TDK-Lambda Americas Blog

An update to the transition from IEC 60950-1 to IEC 62368-1

60950-1 60065-1 Safety Certification Legislation 62368-1

June 27, 2018

On a blog post back in March 2015, I mentioned that a Hazard-Based Safety Engineering (HBSE) IEC 62368-1 standard will be replacing IEC 60950-1 and IEC 60065, covering hazards and hazard prevention for ITE (Information Technology Equipment) and audio / visual equipment.

The transition date to EN 62368-1:2014 has now been extended 18 months to December 20th, 2020 for new submittals (or a significant modification of the existing 60950/60065 file) in the EU. UL has also announced that the UL 62368-1 Edition No. 2 date is now December 20th, 2020. A number of other countries have adopted the standard, including Australia, Singapore, Malaysia, Japan and Russia. No exact date has been published for other countries like China, Taiwan, South Korea and Argentina.

The new standard uses a Hazard Based Safety Engineering (HBSE) science discipline, and operates in four steps:

  • 1. Identifying energy sources in the product
  • 2. Classifying the energy for the potential of causing injury or harm
  • 3. Identify the necessary safeguards needed to protect from those energy sources
  • 4. Qualify the safeguards as effective


The Energy Source ES classification handles the effect on the body for a number of hazards. See Table 1 for example of the two most relevant to power supplies – electrical and thermal energy.

Energy Source Class Effect on the Body Effect on combustible material
Class 1 Detectible, but not painful Unlikely ignition
Class 2 Painful, but not an injury Possible ignition, but limited
Class 3 An injury Likely ignition, growth rapid & swift


Table 1: Energy Source classification


In addition, a three person scenario has been adopted for 62368-1 (see Table 2).

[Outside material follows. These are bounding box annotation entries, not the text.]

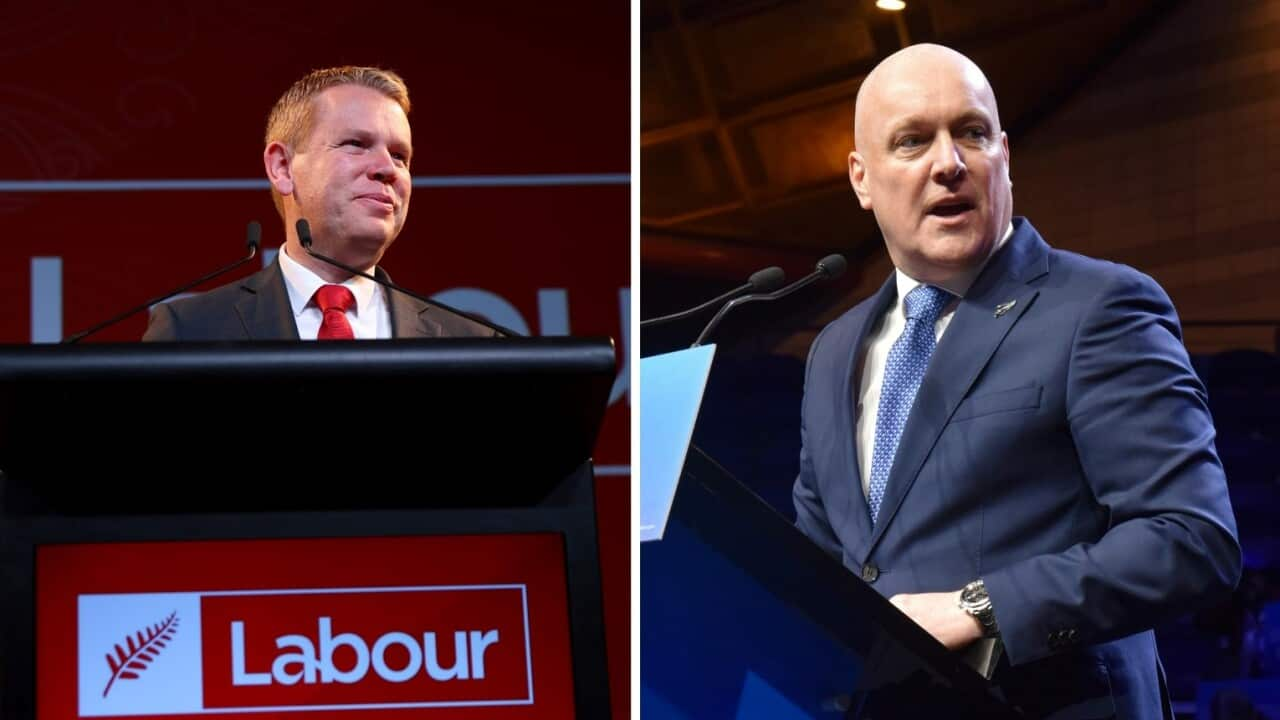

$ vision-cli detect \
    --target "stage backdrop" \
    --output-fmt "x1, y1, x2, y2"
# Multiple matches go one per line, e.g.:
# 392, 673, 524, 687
0, 0, 630, 717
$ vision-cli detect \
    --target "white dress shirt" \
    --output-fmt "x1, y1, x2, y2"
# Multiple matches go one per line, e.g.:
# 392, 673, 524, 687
278, 247, 392, 340
854, 223, 1014, 496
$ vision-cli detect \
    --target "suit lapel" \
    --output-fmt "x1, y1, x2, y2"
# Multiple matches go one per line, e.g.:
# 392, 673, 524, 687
863, 219, 1048, 548
832, 274, 897, 553
236, 260, 298, 340
374, 268, 443, 338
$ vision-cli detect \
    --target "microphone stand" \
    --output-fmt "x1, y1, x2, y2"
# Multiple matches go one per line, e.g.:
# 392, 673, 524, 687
61, 222, 262, 345
294, 219, 524, 337
689, 255, 847, 347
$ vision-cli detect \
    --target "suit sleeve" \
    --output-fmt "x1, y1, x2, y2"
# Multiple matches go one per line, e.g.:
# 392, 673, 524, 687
983, 263, 1242, 664
791, 333, 841, 560
142, 302, 182, 342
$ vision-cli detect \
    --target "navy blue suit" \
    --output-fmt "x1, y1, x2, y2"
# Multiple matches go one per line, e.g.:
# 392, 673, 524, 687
142, 259, 495, 342
794, 218, 1242, 719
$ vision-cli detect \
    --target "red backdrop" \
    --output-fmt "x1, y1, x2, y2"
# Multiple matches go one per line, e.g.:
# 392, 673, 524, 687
0, 0, 630, 717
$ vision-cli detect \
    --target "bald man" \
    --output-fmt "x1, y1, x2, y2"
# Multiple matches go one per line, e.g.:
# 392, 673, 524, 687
794, 45, 1242, 720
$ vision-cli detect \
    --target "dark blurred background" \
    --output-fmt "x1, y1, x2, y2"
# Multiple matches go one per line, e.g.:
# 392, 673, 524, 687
0, 0, 634, 717
640, 0, 1280, 717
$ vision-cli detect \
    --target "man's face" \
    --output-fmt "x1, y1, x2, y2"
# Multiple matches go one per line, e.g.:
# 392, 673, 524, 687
289, 85, 413, 268
849, 53, 1012, 283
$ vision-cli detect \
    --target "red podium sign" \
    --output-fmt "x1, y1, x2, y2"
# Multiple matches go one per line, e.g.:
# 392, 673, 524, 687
36, 533, 573, 720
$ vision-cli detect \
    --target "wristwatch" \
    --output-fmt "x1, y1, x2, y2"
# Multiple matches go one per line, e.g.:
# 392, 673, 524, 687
960, 578, 1000, 638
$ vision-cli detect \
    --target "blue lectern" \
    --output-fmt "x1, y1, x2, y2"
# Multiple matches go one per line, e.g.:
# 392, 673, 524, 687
640, 347, 1020, 720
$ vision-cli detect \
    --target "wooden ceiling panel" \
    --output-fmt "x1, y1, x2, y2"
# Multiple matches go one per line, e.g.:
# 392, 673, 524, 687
696, 0, 876, 106
640, 0, 1172, 286
748, 104, 852, 193
640, 133, 737, 223
640, 31, 705, 129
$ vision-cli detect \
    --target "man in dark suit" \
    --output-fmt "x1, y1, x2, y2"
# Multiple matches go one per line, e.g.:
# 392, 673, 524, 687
794, 45, 1242, 719
143, 67, 495, 341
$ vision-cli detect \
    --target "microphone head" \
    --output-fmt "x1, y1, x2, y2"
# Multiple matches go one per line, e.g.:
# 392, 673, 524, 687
244, 220, 262, 252
746, 265, 787, 292
293, 218, 311, 250
818, 254, 849, 278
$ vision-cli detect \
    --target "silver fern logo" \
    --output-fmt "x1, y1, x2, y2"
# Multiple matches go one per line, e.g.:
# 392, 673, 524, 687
102, 611, 178, 697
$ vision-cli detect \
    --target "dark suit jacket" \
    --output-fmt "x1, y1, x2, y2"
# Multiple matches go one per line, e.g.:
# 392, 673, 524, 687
142, 260, 497, 341
794, 218, 1242, 719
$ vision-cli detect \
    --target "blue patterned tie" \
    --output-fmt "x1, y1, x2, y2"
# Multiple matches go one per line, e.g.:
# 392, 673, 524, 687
867, 284, 954, 524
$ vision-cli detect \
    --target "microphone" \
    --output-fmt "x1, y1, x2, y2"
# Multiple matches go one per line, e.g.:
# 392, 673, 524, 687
63, 220, 262, 345
294, 218, 524, 337
640, 265, 787, 328
689, 255, 849, 347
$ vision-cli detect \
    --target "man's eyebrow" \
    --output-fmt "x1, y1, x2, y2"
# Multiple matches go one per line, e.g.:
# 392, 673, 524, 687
956, 110, 996, 126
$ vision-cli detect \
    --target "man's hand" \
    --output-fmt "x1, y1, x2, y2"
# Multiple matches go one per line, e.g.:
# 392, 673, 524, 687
888, 591, 982, 650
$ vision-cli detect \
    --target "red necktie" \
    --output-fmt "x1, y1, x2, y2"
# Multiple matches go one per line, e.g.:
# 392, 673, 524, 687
315, 284, 356, 340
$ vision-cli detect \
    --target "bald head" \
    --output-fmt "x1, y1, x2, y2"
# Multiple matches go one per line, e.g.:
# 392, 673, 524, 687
849, 45, 1012, 284
854, 44, 1001, 147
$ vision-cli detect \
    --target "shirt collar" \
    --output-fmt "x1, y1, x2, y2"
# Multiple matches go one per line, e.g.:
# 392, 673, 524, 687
893, 220, 1014, 297
276, 246, 378, 318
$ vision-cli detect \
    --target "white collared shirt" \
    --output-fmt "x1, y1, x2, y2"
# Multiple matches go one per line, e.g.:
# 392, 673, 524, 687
854, 222, 1014, 496
278, 247, 392, 340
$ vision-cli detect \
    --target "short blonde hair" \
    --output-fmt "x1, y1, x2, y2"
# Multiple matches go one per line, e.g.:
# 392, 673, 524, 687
264, 65, 410, 218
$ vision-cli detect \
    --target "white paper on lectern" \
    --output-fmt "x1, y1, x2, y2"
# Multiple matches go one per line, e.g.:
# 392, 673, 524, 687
640, 345, 716, 542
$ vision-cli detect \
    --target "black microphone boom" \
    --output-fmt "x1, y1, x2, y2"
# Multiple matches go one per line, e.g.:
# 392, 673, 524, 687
640, 265, 787, 328
294, 219, 522, 337
63, 220, 262, 345
690, 255, 849, 347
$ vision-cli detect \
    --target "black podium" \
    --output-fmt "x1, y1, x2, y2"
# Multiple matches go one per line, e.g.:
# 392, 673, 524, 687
0, 338, 616, 719
640, 447, 1020, 720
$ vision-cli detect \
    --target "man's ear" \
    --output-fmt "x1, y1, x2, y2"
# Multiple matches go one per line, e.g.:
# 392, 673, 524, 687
262, 140, 293, 195
849, 150, 872, 210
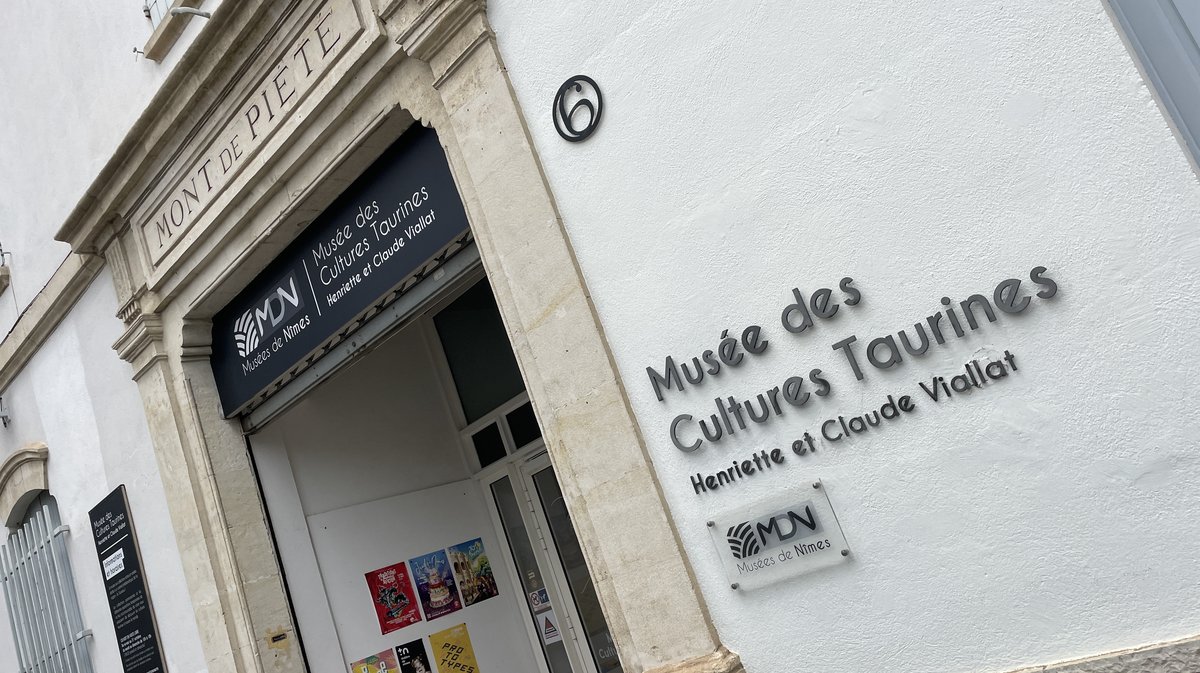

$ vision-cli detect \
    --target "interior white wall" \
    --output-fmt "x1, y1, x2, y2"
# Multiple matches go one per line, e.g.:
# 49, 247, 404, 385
0, 270, 206, 673
488, 0, 1200, 673
0, 0, 221, 332
270, 325, 468, 515
308, 480, 538, 672
251, 323, 506, 671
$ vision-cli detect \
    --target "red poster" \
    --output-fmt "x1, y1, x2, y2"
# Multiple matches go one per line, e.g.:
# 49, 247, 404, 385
367, 563, 421, 635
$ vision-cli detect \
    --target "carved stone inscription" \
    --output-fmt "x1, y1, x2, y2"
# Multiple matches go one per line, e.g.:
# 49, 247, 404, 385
140, 0, 360, 265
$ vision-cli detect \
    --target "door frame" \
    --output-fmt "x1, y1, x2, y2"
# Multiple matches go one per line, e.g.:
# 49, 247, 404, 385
473, 439, 598, 673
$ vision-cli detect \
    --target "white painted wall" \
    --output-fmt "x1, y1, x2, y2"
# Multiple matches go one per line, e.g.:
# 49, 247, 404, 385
0, 270, 206, 673
488, 0, 1200, 673
0, 0, 221, 332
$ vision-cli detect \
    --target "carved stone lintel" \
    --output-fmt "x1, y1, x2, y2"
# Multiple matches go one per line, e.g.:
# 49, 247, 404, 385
113, 313, 167, 380
0, 441, 50, 528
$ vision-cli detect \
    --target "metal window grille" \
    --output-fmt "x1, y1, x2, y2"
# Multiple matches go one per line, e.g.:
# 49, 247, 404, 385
0, 493, 92, 673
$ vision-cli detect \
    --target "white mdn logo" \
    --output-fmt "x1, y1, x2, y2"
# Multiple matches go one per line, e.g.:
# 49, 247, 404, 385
233, 275, 300, 357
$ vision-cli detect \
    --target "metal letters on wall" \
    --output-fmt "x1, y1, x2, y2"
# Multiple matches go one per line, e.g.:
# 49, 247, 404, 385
553, 74, 604, 143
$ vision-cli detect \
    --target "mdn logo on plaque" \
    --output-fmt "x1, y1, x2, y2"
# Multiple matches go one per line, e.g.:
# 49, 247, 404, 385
708, 481, 850, 589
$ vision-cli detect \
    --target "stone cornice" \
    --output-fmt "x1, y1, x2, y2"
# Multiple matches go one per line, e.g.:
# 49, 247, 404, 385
113, 313, 167, 380
0, 441, 50, 528
394, 0, 487, 62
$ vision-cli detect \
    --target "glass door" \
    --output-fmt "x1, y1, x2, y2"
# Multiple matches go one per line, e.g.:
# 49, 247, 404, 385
522, 453, 622, 673
488, 450, 622, 673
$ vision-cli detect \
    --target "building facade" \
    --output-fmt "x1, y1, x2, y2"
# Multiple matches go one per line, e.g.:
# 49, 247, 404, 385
0, 0, 1200, 673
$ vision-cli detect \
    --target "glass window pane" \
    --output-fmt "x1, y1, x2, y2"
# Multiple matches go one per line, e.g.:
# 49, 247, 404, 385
533, 468, 622, 673
504, 402, 541, 449
433, 281, 524, 423
470, 423, 504, 468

Person Description (See standard for full details)
Ordinary Person A person who is a user or is close by to the equipment
Instructed Person A person that is trained to identify sources of pain causing energy and avoid them. Must not be exposed to injury causing energy sources, even during a single fault condition
Skilled Person A person who has the training to recognize & avoid energy sources that could cause pain or injury. Must be protected against accidental contact with injury causing energy sources


Table 2: Description of types of person

Depending on the Person type and the Energy Class, Safeguards have to be in place to protect that Person. See Figure 1.

Figure 1: Protection for an Ordinary Person with different Energy Classes


As an example, one small change power supply manufacturers may have to make to their designs to meet IEC 62369-1, concerns “capacitance discharge” of the AC input.

Figure 2 shows the typical schematic of an EMI filter section of a power supply and the location of a resistor that discharges the Line to Neutral X capacitors after the AC has been removed. This avoids a user unplugging an AC plug, touching the pins and getting an electric shock.

Fig 2: EMI Filter Schematic


If the line cord was removed from the AC plug at the peak of a 240V AC cycle, then the voltage would be 339Vdc. The time for that to decay to a safe voltage depends upon the values of the X capacitor(s), the Line to Neutral resistor and any loading of the power supply converter circuitry.

IEC 60950-1 states that after one second that voltage has to be at a maximum of 42.4Vpk. IEC 62368-1 states that for an X capacitance of 300nF or greater, after two seconds, the limit is 60Vpk in normal condition or 120Vpk in a single fault condition.

A 10W power phone charger will have a very small X capacitance and a high value discharge resistor. Under 62368-1, if that resistor failed (a single fault condition) the power supply would probably still meet the 60Vpk condition after 2 seconds. From Figure 1, this still complies with no Basic Safeguard is needed, even for an “Ordinary Person”.

A higher wattage power supply on the other hand, will have a much larger X capacitance. With a single fault condition, the loss of the bleed resistor may result in a voltage of greater than 120Vpk after 2 seconds. That would then be an ES2 - Class 2 Energy Source - and from Figure 1, a Basic Safeguard would need to be in place. Instead of just one bleed resistor, a second one would need to be added, in parallel with the first. The values of the resistor would be sized accordingly to ensure that the loss of one, would still discharge the X capacitor to a maximum of 120Vdc after 2 seconds.

Supplementary Safeguards would be used in other parts of the power supply circuit in the same way as reinforced or double insulated is in 60950-1.

One side effect of the ES1 and ES2 limits is that IEC 62368-1 deems a 48V or even a 36V output power supply in hiccup mode over current as an AC output. The ES1 limits for DC are 60V, but for up to 1kHz that drops to 30Vrms or 42.2Vpk. IEC 60950-1 recognizes that as SELV, but under the new standard that would be ES2 and the output should not be made accessible to an Ordinary Person. Pins and connectors not accessible by a blunt probe are exempt.